The pump still refused to grab water. Wasn’t nothing for it but to go down to the bottom of the well and check the intake manually. I slid the two-by-four lid off the circular hole. As I did, a bubble of silence seemed to rise out of it, expanding to fill the well housing, pressing into my ears. It was depth and solitude and came with a musty smell of earth and old water.
There was a row of rebar handholds down one side of the well. I swung myself onto them and went down, hand over hand. The bars were cold as bones. Every rung down took me further into the silence.
When I reached the bottom, still hanging onto the ladder, I felt around with the toe of one boot. There wasn’t much light down there, but there wasn’t much room to get lost, either. I could hear my boot splash lightly against water, and risked leaning a little further down. My foot hit mud before the water had a chance to seep over my sole. I let go of the ladder and got down on my haunches. The well was almost dry. I felt the walls; they were slick with moisture, and thick with clay. I fumbled around with my arms until I found the intake pipe. I slid my fingers to its end and then measured the distance to the puddle that was all that was left of aunt Riley’s water. There was about a foot of gap.
Wasn’t much I could do, at that point. I rubbed my hands together to shake off the mud and to warm them up. When I stopped moving, the silence was total. I was alone, a creature at the root of creation. The smell reminded me of Emma’s room, with all her dead leaves.
I looked up. It was mid-afternoon, but in the lens of the well’s opening I could see needlepoint stars against a royal blue sky. Someone had told me, in the tone of an urban legend, that you could see stars in broad daylight. I stared; a reverse vertigo hit me, and I leaned back against the muck of the wall. I had never thought that stars could be so beautiful; they were too far away to signify anything, or to act as anything but pixels in a giant, inscrutable screen that played for the world.
I had to close my eyes. Tears I hadn’t known were there squeezed out from under my lids and seemed to freeze against my cheeks. I began to climb out of the hole, hand over hand.
I covered the well up and crawled out of the housing; the sounds of the motion of air, of spring birds, of supple leaves scraped against my ear drums like steel wool. As the sun began to coax the cold stiffness out of my joints, I looked up. The sky was blue, like a dusting of fine powder. I could see the moon, but that was it.
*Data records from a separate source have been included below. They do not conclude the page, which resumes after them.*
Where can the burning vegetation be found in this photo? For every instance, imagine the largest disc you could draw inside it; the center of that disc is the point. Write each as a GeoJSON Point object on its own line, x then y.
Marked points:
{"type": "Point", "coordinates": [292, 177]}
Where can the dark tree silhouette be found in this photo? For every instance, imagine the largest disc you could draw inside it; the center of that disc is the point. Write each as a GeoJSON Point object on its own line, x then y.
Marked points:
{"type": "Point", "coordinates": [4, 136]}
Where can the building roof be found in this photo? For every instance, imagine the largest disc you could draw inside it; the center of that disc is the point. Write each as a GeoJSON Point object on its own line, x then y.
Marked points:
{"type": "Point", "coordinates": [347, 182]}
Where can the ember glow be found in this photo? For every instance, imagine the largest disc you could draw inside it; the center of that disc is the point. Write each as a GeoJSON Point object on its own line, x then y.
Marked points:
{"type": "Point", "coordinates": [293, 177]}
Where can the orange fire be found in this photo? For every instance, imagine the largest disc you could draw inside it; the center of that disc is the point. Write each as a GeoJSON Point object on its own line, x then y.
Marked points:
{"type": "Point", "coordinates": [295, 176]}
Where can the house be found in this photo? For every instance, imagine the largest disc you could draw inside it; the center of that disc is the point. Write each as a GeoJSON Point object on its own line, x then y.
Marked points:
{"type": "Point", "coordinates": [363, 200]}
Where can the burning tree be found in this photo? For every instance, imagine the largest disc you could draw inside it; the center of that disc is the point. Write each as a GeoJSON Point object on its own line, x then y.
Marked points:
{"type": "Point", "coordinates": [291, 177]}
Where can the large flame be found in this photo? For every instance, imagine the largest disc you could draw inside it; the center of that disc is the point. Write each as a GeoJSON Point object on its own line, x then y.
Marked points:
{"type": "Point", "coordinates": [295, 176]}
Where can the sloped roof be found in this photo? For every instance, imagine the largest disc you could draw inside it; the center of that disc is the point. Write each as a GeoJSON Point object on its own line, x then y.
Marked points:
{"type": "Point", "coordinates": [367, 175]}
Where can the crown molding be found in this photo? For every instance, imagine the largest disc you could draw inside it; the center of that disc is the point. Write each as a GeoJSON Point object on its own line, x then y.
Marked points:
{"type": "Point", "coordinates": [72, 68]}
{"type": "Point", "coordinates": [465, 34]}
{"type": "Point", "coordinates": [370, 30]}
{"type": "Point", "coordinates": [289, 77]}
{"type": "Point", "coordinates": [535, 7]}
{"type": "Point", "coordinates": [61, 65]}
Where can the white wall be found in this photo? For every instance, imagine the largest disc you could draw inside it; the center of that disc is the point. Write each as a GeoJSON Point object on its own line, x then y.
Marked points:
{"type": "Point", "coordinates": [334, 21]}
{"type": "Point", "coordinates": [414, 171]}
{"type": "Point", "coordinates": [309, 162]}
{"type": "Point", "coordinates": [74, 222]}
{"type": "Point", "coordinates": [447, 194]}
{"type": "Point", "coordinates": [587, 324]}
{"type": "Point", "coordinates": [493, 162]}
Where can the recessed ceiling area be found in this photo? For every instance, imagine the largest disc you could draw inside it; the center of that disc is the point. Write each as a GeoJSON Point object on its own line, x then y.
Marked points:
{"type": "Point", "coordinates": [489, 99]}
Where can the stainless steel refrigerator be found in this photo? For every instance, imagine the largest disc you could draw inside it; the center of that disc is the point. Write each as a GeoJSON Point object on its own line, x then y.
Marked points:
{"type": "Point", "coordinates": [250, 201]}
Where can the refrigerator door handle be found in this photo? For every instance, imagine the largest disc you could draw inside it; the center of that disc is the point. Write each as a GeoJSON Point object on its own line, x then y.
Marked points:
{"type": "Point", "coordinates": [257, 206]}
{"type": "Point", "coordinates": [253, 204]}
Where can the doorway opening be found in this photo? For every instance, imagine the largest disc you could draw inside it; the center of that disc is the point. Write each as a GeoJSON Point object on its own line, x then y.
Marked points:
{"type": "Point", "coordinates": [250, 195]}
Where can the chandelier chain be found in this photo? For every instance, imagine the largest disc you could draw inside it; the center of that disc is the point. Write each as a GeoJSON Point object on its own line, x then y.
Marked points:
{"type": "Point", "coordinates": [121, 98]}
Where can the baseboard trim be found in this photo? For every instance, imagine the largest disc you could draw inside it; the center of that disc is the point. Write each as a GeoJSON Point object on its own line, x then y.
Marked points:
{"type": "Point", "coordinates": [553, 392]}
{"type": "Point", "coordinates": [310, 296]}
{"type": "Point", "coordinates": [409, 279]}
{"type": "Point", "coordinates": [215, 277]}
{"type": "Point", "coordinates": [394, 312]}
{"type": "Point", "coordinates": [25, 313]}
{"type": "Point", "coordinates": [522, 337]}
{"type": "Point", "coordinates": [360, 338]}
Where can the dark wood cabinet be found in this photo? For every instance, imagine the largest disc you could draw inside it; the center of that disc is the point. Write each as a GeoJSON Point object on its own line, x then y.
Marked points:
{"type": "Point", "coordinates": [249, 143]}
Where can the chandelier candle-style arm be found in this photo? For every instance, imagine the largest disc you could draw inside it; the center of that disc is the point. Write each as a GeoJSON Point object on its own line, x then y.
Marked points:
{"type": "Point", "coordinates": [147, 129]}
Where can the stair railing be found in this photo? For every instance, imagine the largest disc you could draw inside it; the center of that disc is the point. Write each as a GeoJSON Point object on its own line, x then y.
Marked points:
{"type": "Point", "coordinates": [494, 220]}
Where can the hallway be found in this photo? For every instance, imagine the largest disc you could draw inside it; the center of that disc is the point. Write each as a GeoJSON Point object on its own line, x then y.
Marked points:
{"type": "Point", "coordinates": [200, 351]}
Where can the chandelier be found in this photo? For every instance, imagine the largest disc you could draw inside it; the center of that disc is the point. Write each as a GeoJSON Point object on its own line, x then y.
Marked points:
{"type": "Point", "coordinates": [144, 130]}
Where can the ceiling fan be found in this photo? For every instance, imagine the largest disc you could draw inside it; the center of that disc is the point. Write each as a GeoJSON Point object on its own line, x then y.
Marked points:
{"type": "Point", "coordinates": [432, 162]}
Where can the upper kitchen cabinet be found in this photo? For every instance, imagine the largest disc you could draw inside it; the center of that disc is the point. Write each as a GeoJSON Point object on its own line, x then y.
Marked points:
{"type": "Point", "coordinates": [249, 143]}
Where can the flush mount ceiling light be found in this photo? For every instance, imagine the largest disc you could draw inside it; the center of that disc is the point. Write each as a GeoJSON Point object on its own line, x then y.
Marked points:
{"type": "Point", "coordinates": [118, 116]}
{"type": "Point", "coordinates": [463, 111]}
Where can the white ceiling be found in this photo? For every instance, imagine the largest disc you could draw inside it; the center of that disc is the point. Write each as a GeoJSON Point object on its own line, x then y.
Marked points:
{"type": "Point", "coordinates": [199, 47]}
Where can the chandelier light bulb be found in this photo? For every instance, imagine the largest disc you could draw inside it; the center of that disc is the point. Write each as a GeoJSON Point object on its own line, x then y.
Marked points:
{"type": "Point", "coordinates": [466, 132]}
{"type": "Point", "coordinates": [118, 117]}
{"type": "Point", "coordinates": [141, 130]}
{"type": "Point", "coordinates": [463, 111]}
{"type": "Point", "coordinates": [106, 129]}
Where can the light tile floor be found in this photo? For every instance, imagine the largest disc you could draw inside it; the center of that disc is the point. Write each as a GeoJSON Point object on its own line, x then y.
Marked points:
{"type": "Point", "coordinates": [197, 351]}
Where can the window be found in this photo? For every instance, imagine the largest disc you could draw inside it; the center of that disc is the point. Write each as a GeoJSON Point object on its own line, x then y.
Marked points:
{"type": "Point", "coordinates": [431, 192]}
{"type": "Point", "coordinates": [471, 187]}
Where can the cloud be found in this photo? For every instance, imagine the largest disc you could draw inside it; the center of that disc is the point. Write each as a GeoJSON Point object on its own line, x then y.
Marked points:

Inside, I cleaned up and told aunt Riley the bad news. She’d have to drill deeper; the water table was all used up. She made a face, and then patted me on the shoulder. “Don’t worry,” she said. “The Lord will provide.”
A dozen or so of my extended family crowded around aunt Riley’s table. They all wished me well, and the younger ones wanted to rub my bald head for good luck after I assured them that cancer wasn’t contagious.
“Would you say the blessing?” aunt Riley asked me.
“Sure,” I said. Everyone but me bowed their heads; everyone but me closed their eyes. I couldn’t bring myself to. I stared at the downturned faces of my relatives, with their soft noses and their puffed cheeks and trimmed hair, and I couldn’t even blink. “Dear Lord,” I began. I didn’t want to say a word. I could think of thousands of them, but I wanted to shut up, to let everyone else have their turns. I thought about what my family needed —warmth and water, money, food, and fun — and I asked God for only those things. When the “amen” sounded, I went quiet. That night, I dreamed about wax and failure and standing in a crowd that stared up at the sun.